India put forward M.S. Swaminathan, Amrita Patel, but too late.
India missed a unique opportunity to place one of its leading lights in the field at the head of the United Nations Food and Agriculture Organisation (FAO) as their candidacy was offered too late for the 2005 election, a leaked cable dated July 28, 2004 (19191: confidential) from the U.S. Mission to the United Nations has revealed.
The names of Dr. M.S. Swaminathan, the driving force behind India's Green Revolution, and Dr. Amrita Patel, veterinarian and Chairman of the National Dairy Development Board, were proposed for the post of FAO Director-General by India's Permanent Representative Himachal Som at a private meeting with U.S. Ambassador to the Agencies for Food and Agriculture Tony P. Hall, on July 26, 2004.
In Mr. Hall's view, the proposals were “welcome,” but they came too late and were too disorganised. “Som had not done his homework to assess the current state of play, and was probably at too early a stage in his thinking to be able to table a serious initiative,” he wrote.
“This was a discussion we should have had four months ago.”
The proposed candidacies came at a key moment when they might have gathered broad support, because it was the first serious proposal for the choice of an alternative Director-General. Dr. Jacques Diouf of Senegal, who was elected the FAO's first Director-General on November 8, 1993, had run the FAO for 12 years by the time of the 2005 election.
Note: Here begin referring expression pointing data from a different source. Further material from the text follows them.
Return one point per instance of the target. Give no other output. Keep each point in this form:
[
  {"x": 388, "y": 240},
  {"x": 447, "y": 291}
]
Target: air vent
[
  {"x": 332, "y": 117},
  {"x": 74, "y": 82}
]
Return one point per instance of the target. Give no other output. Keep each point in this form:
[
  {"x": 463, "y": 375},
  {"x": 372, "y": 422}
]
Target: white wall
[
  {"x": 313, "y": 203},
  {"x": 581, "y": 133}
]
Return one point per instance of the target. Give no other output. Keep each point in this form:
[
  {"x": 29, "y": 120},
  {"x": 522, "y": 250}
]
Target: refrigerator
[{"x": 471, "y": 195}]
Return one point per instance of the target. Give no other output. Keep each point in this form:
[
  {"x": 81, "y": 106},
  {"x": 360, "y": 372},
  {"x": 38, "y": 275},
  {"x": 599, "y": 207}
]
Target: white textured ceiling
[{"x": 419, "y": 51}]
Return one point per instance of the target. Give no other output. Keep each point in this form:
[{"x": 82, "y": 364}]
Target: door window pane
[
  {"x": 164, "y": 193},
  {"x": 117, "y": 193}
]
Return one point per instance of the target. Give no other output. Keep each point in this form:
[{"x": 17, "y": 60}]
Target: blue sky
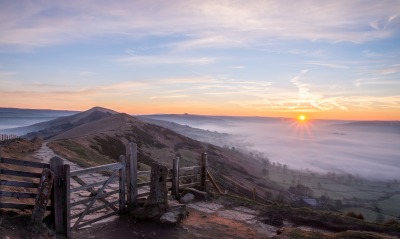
[{"x": 328, "y": 59}]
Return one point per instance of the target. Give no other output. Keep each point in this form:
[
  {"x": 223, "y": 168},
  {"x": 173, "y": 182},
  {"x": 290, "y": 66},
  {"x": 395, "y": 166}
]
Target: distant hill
[
  {"x": 53, "y": 127},
  {"x": 14, "y": 117},
  {"x": 17, "y": 112},
  {"x": 103, "y": 141},
  {"x": 204, "y": 120}
]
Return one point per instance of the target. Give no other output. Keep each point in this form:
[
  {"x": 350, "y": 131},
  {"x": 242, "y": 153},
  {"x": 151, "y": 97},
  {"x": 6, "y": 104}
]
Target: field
[{"x": 374, "y": 199}]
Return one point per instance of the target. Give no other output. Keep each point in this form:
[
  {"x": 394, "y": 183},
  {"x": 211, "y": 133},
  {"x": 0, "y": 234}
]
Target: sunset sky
[{"x": 328, "y": 59}]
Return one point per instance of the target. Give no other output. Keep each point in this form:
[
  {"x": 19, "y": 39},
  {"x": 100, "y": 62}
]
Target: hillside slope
[
  {"x": 87, "y": 144},
  {"x": 53, "y": 127}
]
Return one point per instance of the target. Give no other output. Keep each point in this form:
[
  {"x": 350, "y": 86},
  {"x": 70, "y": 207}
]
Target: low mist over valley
[{"x": 365, "y": 149}]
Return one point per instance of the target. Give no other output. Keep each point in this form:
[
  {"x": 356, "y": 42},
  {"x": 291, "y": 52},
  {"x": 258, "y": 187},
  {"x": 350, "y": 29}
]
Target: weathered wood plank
[
  {"x": 142, "y": 173},
  {"x": 189, "y": 176},
  {"x": 19, "y": 173},
  {"x": 213, "y": 182},
  {"x": 131, "y": 172},
  {"x": 25, "y": 163},
  {"x": 96, "y": 220},
  {"x": 17, "y": 194},
  {"x": 122, "y": 180},
  {"x": 95, "y": 209},
  {"x": 19, "y": 206},
  {"x": 203, "y": 173},
  {"x": 43, "y": 196},
  {"x": 18, "y": 184},
  {"x": 67, "y": 223},
  {"x": 104, "y": 195},
  {"x": 143, "y": 194},
  {"x": 188, "y": 185},
  {"x": 92, "y": 185},
  {"x": 113, "y": 166},
  {"x": 81, "y": 182},
  {"x": 175, "y": 178},
  {"x": 58, "y": 195},
  {"x": 190, "y": 168},
  {"x": 143, "y": 184},
  {"x": 99, "y": 193}
]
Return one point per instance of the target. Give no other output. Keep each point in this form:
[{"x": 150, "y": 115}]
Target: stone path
[{"x": 44, "y": 154}]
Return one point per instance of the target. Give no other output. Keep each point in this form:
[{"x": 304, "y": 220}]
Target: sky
[{"x": 337, "y": 59}]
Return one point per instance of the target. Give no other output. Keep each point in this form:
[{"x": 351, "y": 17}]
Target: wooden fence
[
  {"x": 6, "y": 137},
  {"x": 15, "y": 182},
  {"x": 117, "y": 171},
  {"x": 125, "y": 172}
]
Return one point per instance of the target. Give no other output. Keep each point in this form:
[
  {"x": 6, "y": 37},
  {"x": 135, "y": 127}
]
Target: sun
[{"x": 302, "y": 118}]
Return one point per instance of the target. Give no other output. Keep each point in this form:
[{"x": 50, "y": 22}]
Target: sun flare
[{"x": 302, "y": 118}]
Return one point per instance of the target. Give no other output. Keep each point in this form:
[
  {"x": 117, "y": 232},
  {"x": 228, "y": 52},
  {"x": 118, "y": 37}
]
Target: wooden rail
[
  {"x": 21, "y": 179},
  {"x": 6, "y": 137},
  {"x": 97, "y": 195}
]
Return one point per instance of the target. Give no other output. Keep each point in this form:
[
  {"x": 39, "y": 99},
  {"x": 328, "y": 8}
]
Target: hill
[
  {"x": 53, "y": 127},
  {"x": 14, "y": 117},
  {"x": 103, "y": 140}
]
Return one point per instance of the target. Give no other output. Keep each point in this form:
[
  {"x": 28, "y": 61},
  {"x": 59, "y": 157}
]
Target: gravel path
[{"x": 44, "y": 154}]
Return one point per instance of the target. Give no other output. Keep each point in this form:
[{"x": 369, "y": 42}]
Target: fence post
[
  {"x": 122, "y": 178},
  {"x": 131, "y": 157},
  {"x": 58, "y": 198},
  {"x": 175, "y": 178},
  {"x": 67, "y": 225},
  {"x": 203, "y": 173},
  {"x": 42, "y": 196}
]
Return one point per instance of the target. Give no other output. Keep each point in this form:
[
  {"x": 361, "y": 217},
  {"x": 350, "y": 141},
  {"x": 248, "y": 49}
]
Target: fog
[{"x": 369, "y": 151}]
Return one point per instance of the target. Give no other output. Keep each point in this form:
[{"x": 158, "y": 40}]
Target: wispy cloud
[
  {"x": 253, "y": 22},
  {"x": 86, "y": 73},
  {"x": 330, "y": 65},
  {"x": 168, "y": 97},
  {"x": 237, "y": 67},
  {"x": 389, "y": 70},
  {"x": 166, "y": 60}
]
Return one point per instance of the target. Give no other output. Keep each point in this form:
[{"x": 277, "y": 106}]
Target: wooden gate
[{"x": 98, "y": 193}]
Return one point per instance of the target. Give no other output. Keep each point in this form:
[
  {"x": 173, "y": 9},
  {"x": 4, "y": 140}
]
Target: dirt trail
[
  {"x": 44, "y": 154},
  {"x": 206, "y": 219}
]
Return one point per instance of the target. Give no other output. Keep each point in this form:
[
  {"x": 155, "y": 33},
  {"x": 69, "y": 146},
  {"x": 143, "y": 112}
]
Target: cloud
[
  {"x": 202, "y": 24},
  {"x": 389, "y": 70},
  {"x": 375, "y": 81},
  {"x": 166, "y": 60},
  {"x": 330, "y": 65},
  {"x": 4, "y": 74},
  {"x": 168, "y": 97},
  {"x": 369, "y": 53},
  {"x": 86, "y": 73},
  {"x": 237, "y": 67}
]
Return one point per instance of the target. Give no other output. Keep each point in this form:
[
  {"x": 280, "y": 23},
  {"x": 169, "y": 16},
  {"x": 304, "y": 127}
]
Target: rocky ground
[{"x": 222, "y": 216}]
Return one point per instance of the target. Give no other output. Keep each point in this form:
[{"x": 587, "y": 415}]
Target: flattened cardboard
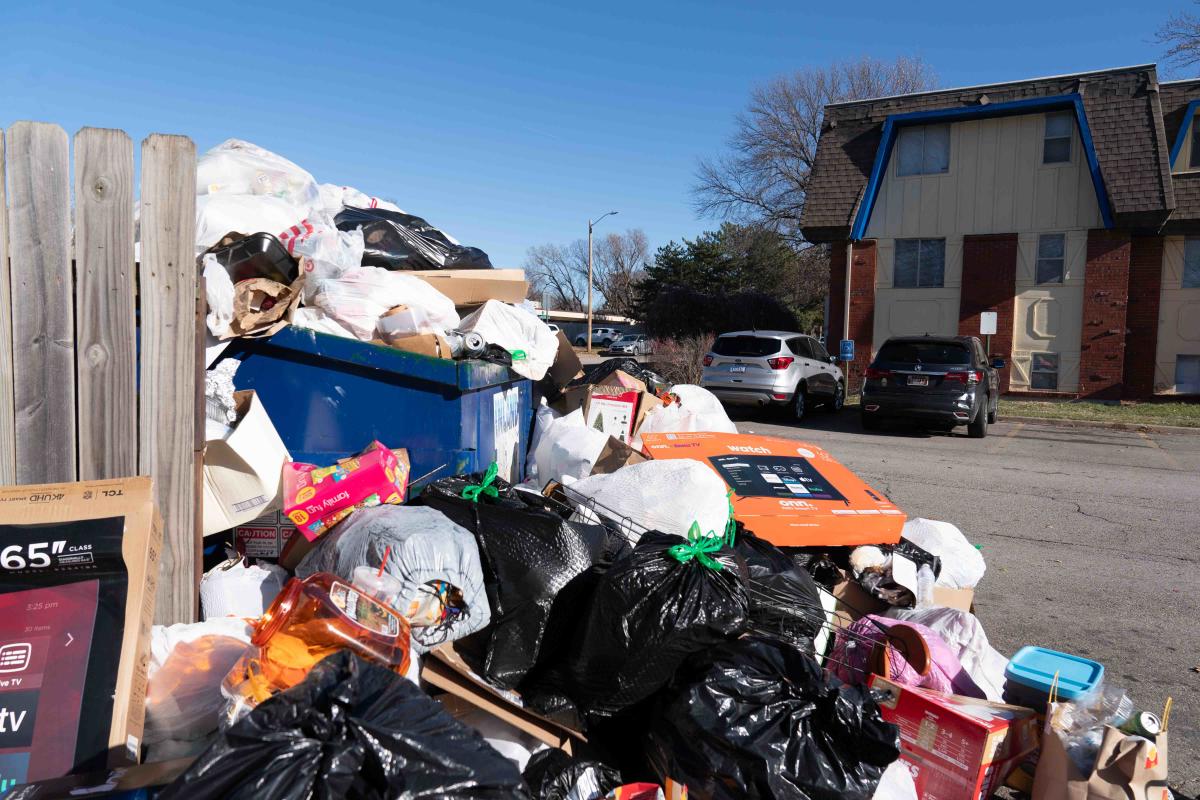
[
  {"x": 445, "y": 669},
  {"x": 477, "y": 287},
  {"x": 76, "y": 529},
  {"x": 957, "y": 746},
  {"x": 791, "y": 493},
  {"x": 241, "y": 473}
]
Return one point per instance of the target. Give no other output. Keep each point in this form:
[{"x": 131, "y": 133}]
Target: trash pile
[{"x": 469, "y": 567}]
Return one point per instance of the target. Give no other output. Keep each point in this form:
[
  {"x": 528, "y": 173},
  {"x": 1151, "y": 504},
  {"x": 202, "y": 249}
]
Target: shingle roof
[{"x": 1122, "y": 109}]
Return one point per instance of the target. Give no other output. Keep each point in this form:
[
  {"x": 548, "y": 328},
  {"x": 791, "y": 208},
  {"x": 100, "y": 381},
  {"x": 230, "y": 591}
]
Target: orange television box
[{"x": 791, "y": 493}]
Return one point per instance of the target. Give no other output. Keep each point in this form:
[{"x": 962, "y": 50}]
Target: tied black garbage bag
[
  {"x": 401, "y": 241},
  {"x": 529, "y": 553},
  {"x": 351, "y": 729},
  {"x": 763, "y": 722},
  {"x": 660, "y": 603},
  {"x": 785, "y": 603},
  {"x": 553, "y": 775}
]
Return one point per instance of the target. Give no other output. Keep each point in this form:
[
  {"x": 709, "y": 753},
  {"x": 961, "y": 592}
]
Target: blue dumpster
[{"x": 330, "y": 396}]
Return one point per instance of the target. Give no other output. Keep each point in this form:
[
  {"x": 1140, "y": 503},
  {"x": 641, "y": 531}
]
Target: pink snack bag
[{"x": 317, "y": 498}]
His “autocratic” leadership style had drawn ire from countries such as Britain, which in November 1999 threatened to withdraw funding for the agency if limits to the term of office were not introduced. After years of debate, in 2003 FAO members restricted a Director-General's tenure to two terms totalling 10 years.
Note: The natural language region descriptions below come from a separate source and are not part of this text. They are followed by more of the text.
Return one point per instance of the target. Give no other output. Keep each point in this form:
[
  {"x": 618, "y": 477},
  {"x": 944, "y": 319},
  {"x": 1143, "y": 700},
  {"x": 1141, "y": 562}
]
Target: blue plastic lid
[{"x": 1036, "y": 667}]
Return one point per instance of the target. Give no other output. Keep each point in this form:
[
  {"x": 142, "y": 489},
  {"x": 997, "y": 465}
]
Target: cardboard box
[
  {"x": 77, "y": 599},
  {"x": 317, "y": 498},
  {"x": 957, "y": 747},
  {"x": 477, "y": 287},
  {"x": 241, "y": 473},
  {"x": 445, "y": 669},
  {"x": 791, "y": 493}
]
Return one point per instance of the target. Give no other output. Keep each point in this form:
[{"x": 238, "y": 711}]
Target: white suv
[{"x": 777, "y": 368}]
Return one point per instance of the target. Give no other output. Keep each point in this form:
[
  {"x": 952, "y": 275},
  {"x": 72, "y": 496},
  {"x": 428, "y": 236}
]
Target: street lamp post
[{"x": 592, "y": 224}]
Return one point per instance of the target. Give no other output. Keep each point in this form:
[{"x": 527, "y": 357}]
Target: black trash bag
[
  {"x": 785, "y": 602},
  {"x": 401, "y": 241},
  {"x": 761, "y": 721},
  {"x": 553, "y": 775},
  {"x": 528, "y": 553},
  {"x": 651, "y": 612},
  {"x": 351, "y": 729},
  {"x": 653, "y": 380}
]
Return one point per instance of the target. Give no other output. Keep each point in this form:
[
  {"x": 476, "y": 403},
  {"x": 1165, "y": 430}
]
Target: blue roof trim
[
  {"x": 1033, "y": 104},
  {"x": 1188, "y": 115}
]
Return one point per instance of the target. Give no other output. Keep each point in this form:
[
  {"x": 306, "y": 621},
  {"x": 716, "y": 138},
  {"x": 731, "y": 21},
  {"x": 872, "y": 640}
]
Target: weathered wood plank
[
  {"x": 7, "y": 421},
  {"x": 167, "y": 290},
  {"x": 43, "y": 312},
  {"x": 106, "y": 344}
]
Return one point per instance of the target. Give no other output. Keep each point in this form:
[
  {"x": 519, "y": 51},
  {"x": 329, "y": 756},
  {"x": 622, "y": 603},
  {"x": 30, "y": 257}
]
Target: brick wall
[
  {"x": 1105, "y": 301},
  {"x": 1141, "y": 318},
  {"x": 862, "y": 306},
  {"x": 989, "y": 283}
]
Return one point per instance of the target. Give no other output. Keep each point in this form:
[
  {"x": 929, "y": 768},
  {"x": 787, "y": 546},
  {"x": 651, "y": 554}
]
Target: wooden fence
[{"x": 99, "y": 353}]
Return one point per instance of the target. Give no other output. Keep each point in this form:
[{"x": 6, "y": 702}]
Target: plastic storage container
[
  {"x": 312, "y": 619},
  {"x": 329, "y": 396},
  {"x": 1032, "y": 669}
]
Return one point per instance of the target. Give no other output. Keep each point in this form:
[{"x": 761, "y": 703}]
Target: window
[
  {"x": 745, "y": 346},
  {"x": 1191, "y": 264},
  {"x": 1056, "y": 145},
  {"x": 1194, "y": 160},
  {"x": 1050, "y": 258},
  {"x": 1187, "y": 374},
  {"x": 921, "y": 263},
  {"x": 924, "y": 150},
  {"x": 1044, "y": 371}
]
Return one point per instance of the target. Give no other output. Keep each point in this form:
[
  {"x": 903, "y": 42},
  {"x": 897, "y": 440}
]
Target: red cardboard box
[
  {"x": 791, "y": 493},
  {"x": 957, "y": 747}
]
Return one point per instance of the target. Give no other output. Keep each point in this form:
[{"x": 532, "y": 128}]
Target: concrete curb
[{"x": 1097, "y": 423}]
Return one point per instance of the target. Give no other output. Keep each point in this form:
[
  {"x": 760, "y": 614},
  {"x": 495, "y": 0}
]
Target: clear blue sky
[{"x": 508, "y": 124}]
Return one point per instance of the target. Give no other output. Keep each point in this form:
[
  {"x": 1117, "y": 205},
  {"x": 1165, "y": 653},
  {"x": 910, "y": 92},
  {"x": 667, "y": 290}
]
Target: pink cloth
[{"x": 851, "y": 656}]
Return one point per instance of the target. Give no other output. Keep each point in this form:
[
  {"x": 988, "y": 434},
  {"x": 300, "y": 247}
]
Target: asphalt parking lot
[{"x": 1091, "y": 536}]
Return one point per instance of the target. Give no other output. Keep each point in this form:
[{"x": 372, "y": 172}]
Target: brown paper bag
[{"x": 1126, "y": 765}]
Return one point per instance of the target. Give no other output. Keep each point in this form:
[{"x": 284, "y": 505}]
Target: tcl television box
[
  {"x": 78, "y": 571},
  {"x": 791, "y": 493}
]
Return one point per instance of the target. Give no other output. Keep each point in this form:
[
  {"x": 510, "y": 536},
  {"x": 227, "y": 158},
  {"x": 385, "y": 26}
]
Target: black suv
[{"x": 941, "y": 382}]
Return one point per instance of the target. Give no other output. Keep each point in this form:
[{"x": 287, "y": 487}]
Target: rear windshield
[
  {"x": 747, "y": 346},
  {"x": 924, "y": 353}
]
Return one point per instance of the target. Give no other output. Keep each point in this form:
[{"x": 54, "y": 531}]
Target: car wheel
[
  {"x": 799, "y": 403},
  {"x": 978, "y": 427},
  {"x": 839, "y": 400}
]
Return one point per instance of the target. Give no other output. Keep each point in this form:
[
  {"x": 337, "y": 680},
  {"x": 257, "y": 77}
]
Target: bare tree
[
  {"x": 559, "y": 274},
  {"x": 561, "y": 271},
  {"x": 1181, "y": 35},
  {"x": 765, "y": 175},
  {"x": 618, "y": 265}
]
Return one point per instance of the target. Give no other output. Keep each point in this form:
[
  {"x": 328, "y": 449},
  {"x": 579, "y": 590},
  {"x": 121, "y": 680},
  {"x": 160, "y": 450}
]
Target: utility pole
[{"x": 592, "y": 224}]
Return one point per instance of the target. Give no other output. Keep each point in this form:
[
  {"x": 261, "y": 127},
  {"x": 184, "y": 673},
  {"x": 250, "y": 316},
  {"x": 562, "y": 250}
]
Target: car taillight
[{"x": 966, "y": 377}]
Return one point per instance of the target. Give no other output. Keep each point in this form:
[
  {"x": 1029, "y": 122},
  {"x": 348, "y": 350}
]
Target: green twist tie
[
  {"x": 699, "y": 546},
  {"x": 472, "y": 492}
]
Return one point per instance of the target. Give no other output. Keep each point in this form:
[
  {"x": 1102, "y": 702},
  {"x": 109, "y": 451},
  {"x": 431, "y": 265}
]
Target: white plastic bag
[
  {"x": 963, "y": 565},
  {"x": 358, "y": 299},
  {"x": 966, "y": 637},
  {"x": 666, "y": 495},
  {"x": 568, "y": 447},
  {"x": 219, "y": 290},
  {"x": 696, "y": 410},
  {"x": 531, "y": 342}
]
But a loophole in putting this into effect in 2006 enabled Mr. Diouf to run again in 2005. This was clearly a cause for concern for India, as Mr. Hall reported: “Som said the GOI supports term limits for UN agency heads, and is concerned that another term for Diouf would result in benign neglect (or worse) of FAO by major donors.”
The cable reveals both the extent to which “the great game” is still played from diplomatic offices around the world, and how far from practised India could be.
Mr. Diouf had already lined up “considerate, possibly sufficient” G77 support.
In comparison, “Som's seeming unawareness of Diouf's recent successes in lining up Caribbean and Islamic countries' endorsements, his lack of information about vacillation on term limits within the EU, and his failure thus far to even approach tentative Indian candidates,” Mr. Hall wrote, made India's “trial balloon … fairly limp.”
Two terms later, Mr. Diouf is still FAO Director-General. His tenure will be over in 2012.